Anträge im Bundesrat: Feigheit vor den Verlagen

Bei Betreuungsgeld und Homo-Ehe nutzen SPD und Grüne ihre neue Mehrheit. Wo es drauf ankäme, nämlich beim Leistungsschutzrecht, kneifen sie aber.

Demonstranten fordern vor dem Bundesrat in Berlin die rechtliche Gleichstellung der Homo-Ehe – mit Erfolg. Bild: dpa

BERLIN taz | Mitarbeiter der Berliner Stadtreinigung entfernen vor dem Gebäude des Bundesrats dicke Eisplatten vom Gehweg. Die Menschen, die auf dem Weg zur Arbeit an ihnen vorbeihasten, müssen auf die Straße ausweichen, denn ein kleiner Pulk versperrt an diesem Morgen den verbliebenen Platz. „Keine halben Sachen“ steht auf ihren Plakaten, und: „Verpartnert, 2 Kinder – keine Familie?“

Der Bundesrat befasst sich am Freitag mit einem Antrag zur Öffnung der Ehe für gleichgeschlechtliche Paare – eingebracht von mehreren SPD-geführten Ländern. Rund 70 Menschen sind deshalb einem Aufruf des Lesben- und Schwulenverband (LSVD) gefolgt.
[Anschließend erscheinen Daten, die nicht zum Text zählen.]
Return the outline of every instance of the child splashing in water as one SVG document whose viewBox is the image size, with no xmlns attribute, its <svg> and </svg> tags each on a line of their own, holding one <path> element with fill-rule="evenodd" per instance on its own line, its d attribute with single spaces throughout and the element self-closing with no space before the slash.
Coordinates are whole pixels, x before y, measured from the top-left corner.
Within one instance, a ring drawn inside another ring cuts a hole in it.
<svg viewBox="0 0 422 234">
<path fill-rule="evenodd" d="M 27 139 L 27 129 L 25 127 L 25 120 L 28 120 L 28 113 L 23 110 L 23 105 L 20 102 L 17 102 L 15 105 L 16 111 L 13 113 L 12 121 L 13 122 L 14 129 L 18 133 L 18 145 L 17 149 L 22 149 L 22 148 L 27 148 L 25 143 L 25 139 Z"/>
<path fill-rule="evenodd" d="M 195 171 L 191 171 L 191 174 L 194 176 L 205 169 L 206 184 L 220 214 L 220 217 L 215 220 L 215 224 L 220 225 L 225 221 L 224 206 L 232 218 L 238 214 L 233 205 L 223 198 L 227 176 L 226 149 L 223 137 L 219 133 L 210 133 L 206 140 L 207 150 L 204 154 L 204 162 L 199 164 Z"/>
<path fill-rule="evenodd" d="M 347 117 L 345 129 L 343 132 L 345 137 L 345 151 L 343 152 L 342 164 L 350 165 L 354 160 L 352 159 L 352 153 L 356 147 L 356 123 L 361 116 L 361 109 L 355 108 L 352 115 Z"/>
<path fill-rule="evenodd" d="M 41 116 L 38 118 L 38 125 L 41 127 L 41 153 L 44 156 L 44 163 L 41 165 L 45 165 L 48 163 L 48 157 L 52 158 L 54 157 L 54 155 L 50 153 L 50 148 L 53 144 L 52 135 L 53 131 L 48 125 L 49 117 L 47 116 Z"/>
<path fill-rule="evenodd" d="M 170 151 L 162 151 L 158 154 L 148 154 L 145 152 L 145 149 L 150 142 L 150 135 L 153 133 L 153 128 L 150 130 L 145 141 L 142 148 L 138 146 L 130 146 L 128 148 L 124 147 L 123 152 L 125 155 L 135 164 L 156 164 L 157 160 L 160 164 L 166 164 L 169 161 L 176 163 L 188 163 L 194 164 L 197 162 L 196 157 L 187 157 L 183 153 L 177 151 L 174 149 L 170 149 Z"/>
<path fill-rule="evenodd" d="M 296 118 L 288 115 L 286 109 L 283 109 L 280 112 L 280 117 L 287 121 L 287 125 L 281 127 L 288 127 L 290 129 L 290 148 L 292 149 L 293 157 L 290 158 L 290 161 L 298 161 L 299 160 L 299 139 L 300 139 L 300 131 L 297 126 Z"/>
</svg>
Zwei Frauen sind mit ihren Pflegekindern gekommen. „Wir wollen die beiden adoptieren, dürfe es aber nicht“, klagt eine. Berlins Regierender Bürgermeister Klaus Wowereit (SPD) wird von der schwul-lesbischen Gruppe mit Buhrufen empfangen, weil Berlin sich bei dieser Abstimmung enthält. „Schweren Herzens“, wie Wowereit sagt. Der Koalitionspartner CDU hatte sein Votum eingelegt.

SPD und Grüne dominieren die Länderkammer

Der Gesetzentwurf kommt trotzdem durch, auch ohne Berlin. Denn seit der Niedersachsenwahl im Januar dominieren SPD und Grüne die Länderkammer – und nutzen das politisch aus.

Am Freitag etwa beschließen die Länder einen Gesetzentwurf, der fordert, das umstrittene Betreuungsgeld abzuschaffen, noch bevor es in Kraft treten soll. „Wir müssen diesen gravierenden Fehler der Regierung korrigieren“, sagt Niedersachsens SPD-Ministerpräsident Stephan Weil. Bayerns Familienministerin Christine Haderthauer (CSU) wirft ihm vor, den Bundesrat für den Wahlkampf zu instrumentalisieren. „Das Betreuungsgeld kann nicht mehr verhindert werden“, verkündet sie stolz.

Tatsächlich haben die Gesetzentwürfe, die die rot-grün-regierten Länder im Bundesrat vorlegen, kaum eine Chance, umgesetzt zu werden. Die schwarz-gelbe Bundesregierung kann sie im Bundestag in den Ausschüssen allesamt ablehnen.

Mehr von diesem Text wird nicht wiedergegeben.